U.S. President Barack Obama speaks at an election campaign rally in Concord, N.H., Nov. 4, 2012.JASON REED/Reuters

For months, pollsters correctly predicted that the U.S. presidential race would be close and by the morning of election day they were nearly unanimous in handing Barack Obama his victory.

But polls can be deceiving. Just ask the people of Alberta who were told in the week before they marked their ballots last April that the Wildrose party had a six– to 10-point lead – and then watched as the Progressive Conservatives won a majority.

Still, experts say, the recent survey trends in the United States were so clear and consistent in Mr. Obama's favour that it would have been nothing short of astonishing if Mitt Romney, the Republican, had managed to prove them wrong. So even if the final decision came late in the evening, it was far from a surprise. The pollsters got it right.

Ronald Rapoport, a professor of American politics who studies public opinion at the College of William and Mary in Virginia, said even though the divide between the two candidates in every poll was small and most were within the margin of error, the combination of multiple poll results was far more conclusive.

"The findings of consistency in those [surveys] certainly would lead you to expect a very likely win for Obama," he said. There were routes to a Romney victory, said Dr. Rapoport, but the Republicans needed to have things break so perfectly that the chances of a GOP win were severely limited.

A tracking model of national and statewide polling created for the Huffington Post by Simon Jackman of Stanford University suggested Tuesday that Mr. Obama had a 91 per cent chance of defeating Mr. Romney in the bid for his country's top job.

Nate Silver, the political numbers cruncher at the New York Times who accurately forecast the results in 49 of 50 states in 2008, aggregated a range of polling results to come up with the same odds.

And eight out of 12 major surveys conducted since Thursday of last week gave the edge to the incumbent president with two suggesting the candidates were tied.
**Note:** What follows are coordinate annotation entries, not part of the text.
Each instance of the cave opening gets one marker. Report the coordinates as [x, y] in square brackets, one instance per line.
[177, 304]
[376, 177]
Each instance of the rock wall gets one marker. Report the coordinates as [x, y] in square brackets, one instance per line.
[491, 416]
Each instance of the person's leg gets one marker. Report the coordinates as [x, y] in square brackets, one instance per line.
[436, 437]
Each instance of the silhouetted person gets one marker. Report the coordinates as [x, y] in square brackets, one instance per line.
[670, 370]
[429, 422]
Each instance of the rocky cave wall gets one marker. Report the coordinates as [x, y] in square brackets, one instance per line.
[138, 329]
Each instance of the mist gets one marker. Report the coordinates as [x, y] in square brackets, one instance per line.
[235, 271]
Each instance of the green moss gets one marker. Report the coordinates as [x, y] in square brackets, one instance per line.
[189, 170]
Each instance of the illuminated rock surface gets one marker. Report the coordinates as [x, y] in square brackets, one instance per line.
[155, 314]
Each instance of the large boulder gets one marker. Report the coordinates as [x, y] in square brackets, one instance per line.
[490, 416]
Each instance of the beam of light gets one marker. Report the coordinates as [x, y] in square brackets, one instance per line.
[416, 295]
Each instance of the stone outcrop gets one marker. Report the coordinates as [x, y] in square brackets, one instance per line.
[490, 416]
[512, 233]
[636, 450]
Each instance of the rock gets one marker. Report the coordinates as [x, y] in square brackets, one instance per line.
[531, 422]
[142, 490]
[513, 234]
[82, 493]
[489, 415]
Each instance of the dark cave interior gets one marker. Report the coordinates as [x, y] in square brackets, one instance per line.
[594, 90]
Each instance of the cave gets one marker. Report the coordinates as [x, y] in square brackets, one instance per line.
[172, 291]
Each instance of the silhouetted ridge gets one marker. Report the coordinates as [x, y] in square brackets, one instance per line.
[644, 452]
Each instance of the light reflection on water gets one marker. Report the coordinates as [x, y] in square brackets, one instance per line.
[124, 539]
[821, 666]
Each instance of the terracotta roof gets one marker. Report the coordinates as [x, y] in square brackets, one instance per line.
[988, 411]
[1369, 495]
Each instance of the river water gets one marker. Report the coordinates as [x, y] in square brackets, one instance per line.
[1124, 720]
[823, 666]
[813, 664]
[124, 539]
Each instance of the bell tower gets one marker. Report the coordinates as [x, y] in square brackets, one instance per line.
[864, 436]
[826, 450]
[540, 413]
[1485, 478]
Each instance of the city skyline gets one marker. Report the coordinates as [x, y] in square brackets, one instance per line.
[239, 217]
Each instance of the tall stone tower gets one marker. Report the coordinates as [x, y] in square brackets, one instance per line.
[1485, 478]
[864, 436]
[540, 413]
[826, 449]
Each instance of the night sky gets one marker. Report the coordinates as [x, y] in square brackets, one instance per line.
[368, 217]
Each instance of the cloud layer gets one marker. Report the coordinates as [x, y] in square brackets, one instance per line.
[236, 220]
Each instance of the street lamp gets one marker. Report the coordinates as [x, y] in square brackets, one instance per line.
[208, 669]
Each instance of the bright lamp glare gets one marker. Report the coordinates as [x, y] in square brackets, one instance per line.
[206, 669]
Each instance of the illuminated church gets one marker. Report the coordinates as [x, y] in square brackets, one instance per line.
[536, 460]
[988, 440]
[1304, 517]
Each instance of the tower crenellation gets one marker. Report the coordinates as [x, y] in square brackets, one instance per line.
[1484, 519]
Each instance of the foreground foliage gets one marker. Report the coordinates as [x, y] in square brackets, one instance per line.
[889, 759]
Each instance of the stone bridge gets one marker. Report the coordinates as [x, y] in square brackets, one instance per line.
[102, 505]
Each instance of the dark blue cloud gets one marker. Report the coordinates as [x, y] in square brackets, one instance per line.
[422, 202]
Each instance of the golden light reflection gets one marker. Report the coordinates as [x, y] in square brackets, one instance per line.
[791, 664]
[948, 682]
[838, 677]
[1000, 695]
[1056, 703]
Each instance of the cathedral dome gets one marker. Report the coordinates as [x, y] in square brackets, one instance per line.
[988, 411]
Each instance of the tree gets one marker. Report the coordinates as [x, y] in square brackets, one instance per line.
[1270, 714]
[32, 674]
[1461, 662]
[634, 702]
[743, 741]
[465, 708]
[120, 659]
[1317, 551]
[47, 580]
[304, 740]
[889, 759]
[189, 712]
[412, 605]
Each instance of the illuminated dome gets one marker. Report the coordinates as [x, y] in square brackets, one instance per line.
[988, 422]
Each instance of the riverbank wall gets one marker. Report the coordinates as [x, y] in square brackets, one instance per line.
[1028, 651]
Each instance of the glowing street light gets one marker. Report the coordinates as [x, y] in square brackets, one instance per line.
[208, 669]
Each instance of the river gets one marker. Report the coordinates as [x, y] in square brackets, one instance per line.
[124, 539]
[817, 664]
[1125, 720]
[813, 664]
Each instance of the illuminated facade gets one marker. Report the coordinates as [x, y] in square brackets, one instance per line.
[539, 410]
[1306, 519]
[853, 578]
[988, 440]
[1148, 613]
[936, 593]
Only Rasmussen Reports and Gallup put Mr. Romney ahead – and not by very much.

Even at the state level – a better indicator of strength in the U.S. system than the overall measure of popular support – Mr. Obama was predicted to win key battlegrounds.

Richard Johnston, who holds the Canada research chair in public opinion at the University of British Columbia, says different polling firms have different methods, but people who aggregate polls like Mr. Silver and Mr. Jackman are able to weed out technological biases.

Since polling became a big part of elections, he said, the averages of polls conducted in the final week of a campaign have been very close to correct – and the closer to election day, the better the results. The polling industry would have had to be off by more than two points for Mr. Obama to lose, said Mr. Johnston.

"We haven't seen the industry be that far off in an election as close as this one over the last 50 years."